Sometimes people assume that they're girls because they're still young enough to look androgenous; they just politely correct them.

One is autistic. It's better for him that we focus on meeting his autistic needs and being comfortable than getting distracted by pathologising "gender preferences". Most of it's obvious- he doesn't like the sensory assault of the hairdressers, and likes certain fabrics.

I know another younger child who is more concious of gender. Fortunately the parents are just working with what the child likes and not blowing it into a big identity issue. This gives more flexibility for the child to adapt as they get older and hormones hit. The child also likes some clichés of their own sex as well as the opposite, so pushing trans-identities would deny them of some of their genuine interests. There is also neurodiversity in the family...

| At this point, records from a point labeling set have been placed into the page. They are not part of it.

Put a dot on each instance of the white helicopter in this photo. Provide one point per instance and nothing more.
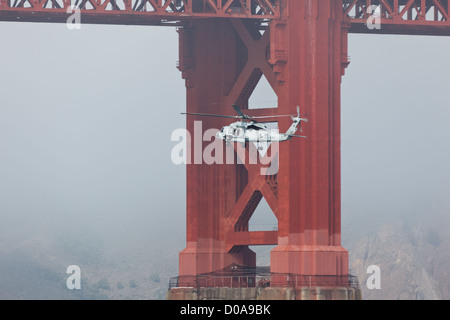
(248, 129)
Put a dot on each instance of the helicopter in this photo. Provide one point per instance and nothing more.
(249, 129)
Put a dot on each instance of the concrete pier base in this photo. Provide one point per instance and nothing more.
(268, 293)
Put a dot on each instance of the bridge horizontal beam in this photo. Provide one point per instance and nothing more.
(414, 17)
(135, 12)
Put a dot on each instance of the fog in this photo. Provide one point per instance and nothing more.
(85, 123)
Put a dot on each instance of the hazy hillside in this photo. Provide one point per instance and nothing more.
(413, 254)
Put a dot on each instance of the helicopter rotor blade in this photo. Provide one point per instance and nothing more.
(209, 115)
(268, 117)
(239, 112)
(297, 136)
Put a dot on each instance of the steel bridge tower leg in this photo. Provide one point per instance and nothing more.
(303, 56)
(313, 41)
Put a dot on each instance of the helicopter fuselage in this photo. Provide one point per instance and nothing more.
(243, 132)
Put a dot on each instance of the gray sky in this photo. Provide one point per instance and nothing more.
(86, 117)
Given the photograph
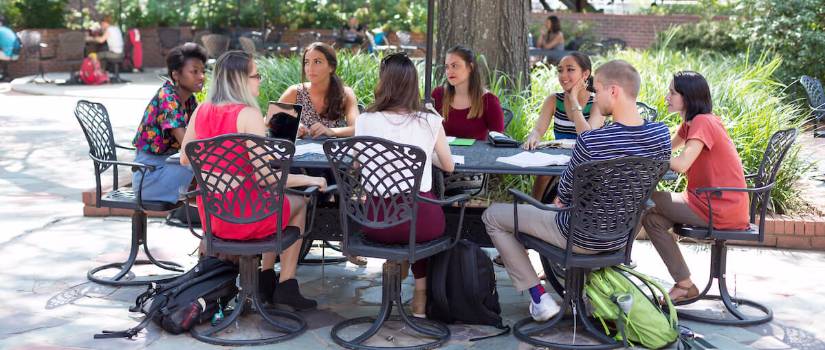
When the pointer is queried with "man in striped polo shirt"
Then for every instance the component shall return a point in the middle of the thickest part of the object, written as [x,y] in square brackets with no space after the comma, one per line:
[617,85]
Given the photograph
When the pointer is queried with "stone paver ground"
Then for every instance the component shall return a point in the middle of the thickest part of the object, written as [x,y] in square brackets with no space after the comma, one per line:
[47,247]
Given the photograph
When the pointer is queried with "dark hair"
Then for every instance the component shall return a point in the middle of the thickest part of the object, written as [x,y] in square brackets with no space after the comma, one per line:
[334,99]
[397,88]
[178,56]
[555,25]
[695,93]
[584,63]
[476,89]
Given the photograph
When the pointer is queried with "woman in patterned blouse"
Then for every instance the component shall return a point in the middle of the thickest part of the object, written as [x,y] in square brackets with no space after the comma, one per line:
[330,107]
[163,125]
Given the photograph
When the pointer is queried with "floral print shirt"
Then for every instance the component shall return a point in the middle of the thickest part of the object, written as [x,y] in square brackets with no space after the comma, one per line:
[164,113]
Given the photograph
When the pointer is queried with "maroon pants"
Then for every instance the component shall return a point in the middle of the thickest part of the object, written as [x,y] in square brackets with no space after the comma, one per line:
[429,225]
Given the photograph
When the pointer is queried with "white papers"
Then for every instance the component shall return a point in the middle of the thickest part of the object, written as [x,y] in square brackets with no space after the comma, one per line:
[309,148]
[561,143]
[533,159]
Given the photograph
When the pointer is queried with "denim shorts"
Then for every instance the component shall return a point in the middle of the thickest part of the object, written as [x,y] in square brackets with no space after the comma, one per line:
[166,182]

While posting, I've randomly put on a 100 synth-pop hits video... things were so much progressive at breaking boundaries 40 years ago. It's a shame that we've hit regressive attitudes in recent years. The irony is that "non-binary" is actually reinforcing stereotypes and pushing them into binary extremes and undoing the hard-won progress of recent decades.

Flopsy145 · 10/07/2024 22:57

Agree, and I think it's very wrong for schools to be pushing this agenda on kids and something I would have pulled my children out of as you did.
When I was growing up there were plenty of girls who hated skirts and make up, were considered tom boys. Everyone just lived their lives back then without anyone jumping on this behaviour and turning it into something it's not. All those girls ended up having very normal lives as girls/women and even as far as I know straight. My daughter loves dolls and her favourite colour is pink, but she's also great at kicking a football around with her dad. We should just let kids be kids, if they're going to go down another route in adult life fine, that's their choice, but never something that should be put on them in childhood or influenced in any way.